Some within the Open Data world argue that as much data as possible should be shifted to ‘open’ or ‘closed’, because ‘shared’ is where privileged is maintained through controlled access to information. (As I said, I’ve been ill-disciplined in documenting where I hear things; all I can say is my belief this is true comes from articles I’ve clicked through to from Twitter written by proponents of Open Data, and conversations over dinner before a Gov Camp with someone from an Open Data Institute. If anyone reading this wants to direct me to something I can cite, that would be amazing)

If the language of Open Data applies to things a researcher might want to cite, does Open Data thinking show us a way to move personal communications out of ‘shared’ and into ‘open’? Possibly. One route would be to shorten the time between finding something out or developing a new idea, and publishing about it. It might be fun if academics had a ‘please publish’ button on their blogs to help work out which blogs must urgently need refining from a work-in-progress into a publication. Or perhaps we need to revisit the status and purpose of blogs, but that would be the subject of a different blog.

Maybe, in this world of DOI (Digital Object Identifier; a code that means your information can be found even if the web address changes), there is scope for preparing a mutually acceptable version of any 'pers comm' and deliberately moving it out of the shadows into the ‘open’ by uploading it digitally in a way that complies with guidance on what makes ‘good open data’ (http://theodi.org/guides/what-open-data).

This might make both parties think twice about how transparent they wish their communication to be. But if transparency is a problem, the communication probably needs to be shifted to the ‘closed’ category and therefore not cited at all.
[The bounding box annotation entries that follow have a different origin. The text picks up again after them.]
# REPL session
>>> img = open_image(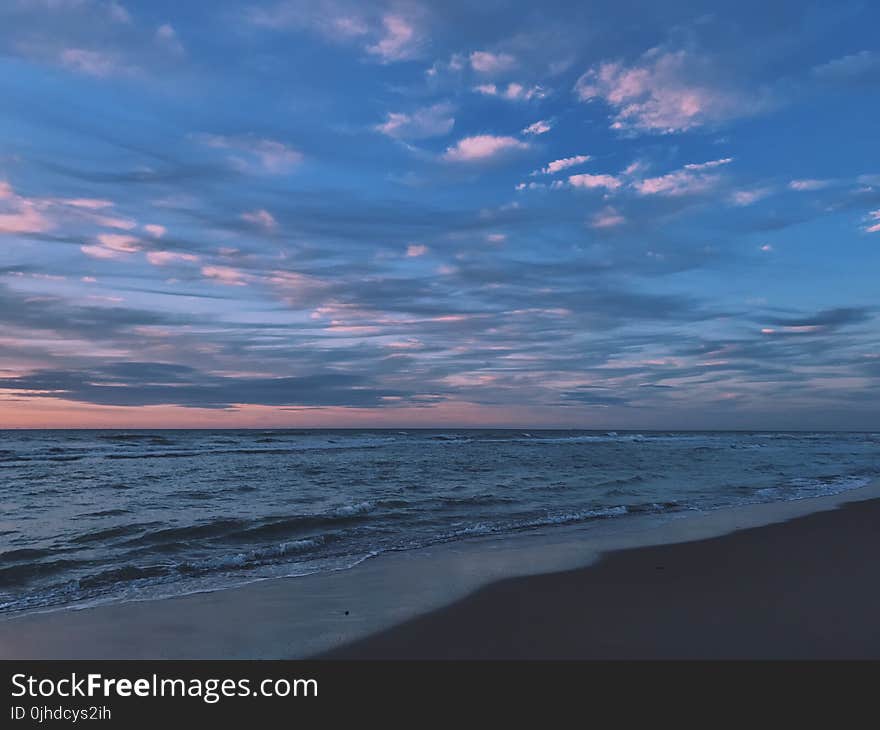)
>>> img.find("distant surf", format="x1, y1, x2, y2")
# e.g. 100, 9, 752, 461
0, 430, 880, 615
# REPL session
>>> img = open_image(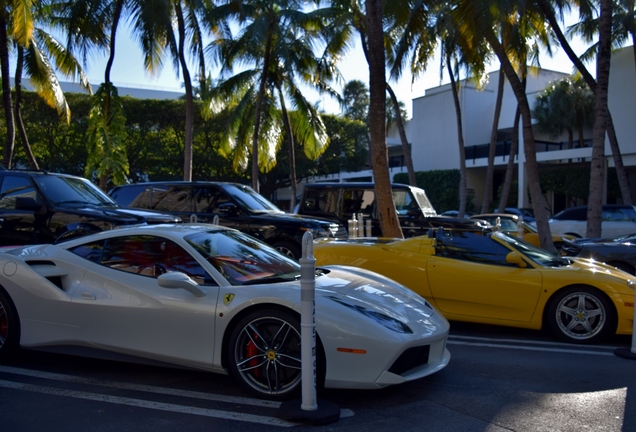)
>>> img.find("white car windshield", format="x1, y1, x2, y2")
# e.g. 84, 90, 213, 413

I have no desire to undermine the status of peer reviewed published literature. When I write my thesis, they will take pride of place. But to fulfill my three purposes for citation, I will also need to cite beyond that, and that means I will need 
  • a way to cite people and not just their texts
  • a strategy for making sure anything I wish to cite complies with the principle of others being able to access what I've cited.
Discuss!